Modern’s claim to fame is its diversity. I’m not alone in feeling like a notable portion of the format’s card pool is playable, and Wizards themselves push this narrative heavy-handedly. For many players, though, Modern is less about openness than it is about linearity. There are indeed plenty of options—so long as you’re not set on interacting with opponents. Learning to navigate the format’s hazy muskeg of linear decks might seem daunting at first, but with the right attitude, it can prove exciting and productive.
In his article yesterday, Trevor correctly identified the upcoming GP Dallas as a guaranteed trend-setter for next year’s early format shifts. Until then, we have SCG Milwaukee to analyze.
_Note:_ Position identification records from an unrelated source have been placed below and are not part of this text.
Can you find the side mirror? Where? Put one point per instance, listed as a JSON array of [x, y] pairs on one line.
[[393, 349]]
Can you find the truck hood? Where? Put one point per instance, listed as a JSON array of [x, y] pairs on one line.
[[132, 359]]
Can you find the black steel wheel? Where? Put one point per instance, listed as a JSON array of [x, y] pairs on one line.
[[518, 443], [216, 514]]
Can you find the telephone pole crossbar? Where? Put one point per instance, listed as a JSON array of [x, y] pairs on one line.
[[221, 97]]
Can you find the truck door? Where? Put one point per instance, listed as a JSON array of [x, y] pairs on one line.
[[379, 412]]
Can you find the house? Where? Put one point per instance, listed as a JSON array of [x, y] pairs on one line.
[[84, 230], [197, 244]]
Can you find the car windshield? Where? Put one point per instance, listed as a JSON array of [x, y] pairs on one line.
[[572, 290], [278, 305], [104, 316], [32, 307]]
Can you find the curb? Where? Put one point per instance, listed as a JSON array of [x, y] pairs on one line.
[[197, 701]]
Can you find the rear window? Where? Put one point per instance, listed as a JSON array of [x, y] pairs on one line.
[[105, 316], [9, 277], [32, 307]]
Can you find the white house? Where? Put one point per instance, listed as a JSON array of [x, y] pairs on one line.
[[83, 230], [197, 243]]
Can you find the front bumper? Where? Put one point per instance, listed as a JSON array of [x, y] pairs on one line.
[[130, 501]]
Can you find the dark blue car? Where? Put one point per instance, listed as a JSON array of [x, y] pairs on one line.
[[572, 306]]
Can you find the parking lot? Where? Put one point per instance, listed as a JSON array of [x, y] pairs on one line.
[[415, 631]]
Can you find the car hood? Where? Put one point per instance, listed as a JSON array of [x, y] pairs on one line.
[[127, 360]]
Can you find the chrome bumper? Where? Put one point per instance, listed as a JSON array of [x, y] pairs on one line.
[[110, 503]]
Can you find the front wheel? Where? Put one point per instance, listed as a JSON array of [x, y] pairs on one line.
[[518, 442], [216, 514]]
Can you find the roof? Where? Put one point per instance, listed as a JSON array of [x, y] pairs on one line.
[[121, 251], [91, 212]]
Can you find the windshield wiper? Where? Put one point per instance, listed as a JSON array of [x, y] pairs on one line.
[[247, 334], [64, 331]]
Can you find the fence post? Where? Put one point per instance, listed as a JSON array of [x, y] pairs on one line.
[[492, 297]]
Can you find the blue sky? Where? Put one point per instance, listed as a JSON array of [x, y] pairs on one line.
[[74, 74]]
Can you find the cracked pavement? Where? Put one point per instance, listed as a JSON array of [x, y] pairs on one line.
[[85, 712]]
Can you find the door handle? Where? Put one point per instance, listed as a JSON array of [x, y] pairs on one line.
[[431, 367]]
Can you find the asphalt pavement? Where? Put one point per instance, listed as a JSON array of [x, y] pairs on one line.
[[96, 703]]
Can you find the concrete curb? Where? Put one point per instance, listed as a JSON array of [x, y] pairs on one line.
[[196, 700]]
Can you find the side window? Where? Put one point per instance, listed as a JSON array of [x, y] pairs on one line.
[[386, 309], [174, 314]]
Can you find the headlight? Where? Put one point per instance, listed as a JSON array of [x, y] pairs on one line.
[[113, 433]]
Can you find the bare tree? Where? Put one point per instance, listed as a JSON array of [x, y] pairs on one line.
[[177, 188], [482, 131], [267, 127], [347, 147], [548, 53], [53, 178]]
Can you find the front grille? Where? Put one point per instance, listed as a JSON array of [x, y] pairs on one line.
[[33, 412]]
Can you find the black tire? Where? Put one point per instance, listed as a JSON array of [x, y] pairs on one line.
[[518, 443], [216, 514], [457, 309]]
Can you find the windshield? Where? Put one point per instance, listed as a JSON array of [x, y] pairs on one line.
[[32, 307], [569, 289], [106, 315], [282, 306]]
That tournament confirmed the feelings of many players frustrated with Modern’s linear bent, featuring a characteristically goldfishy Day 2 metagame breakdown and Top 16. This article explores how to defeat linear decks without giving up too many points against Modern’s diverse set of viable strategies.
If You Can’t Beat ‘Em…
The most popular way to beat Modern’s linear decks is to simply play another linear deck. This method might sound silly, but according to the format’s numbers, it’s the one the majority of players prefer.
Play Something Faster
Modern is a format structured around the Turn Four Rule—if a deck consistently wins before the fourth turn, makes up a large portion of the metagame, and is difficult for other decks to interact with effectively, Wizards will ban one of its components. But the presence of this rule doesn’t mean all linear decks aim to win on turn four.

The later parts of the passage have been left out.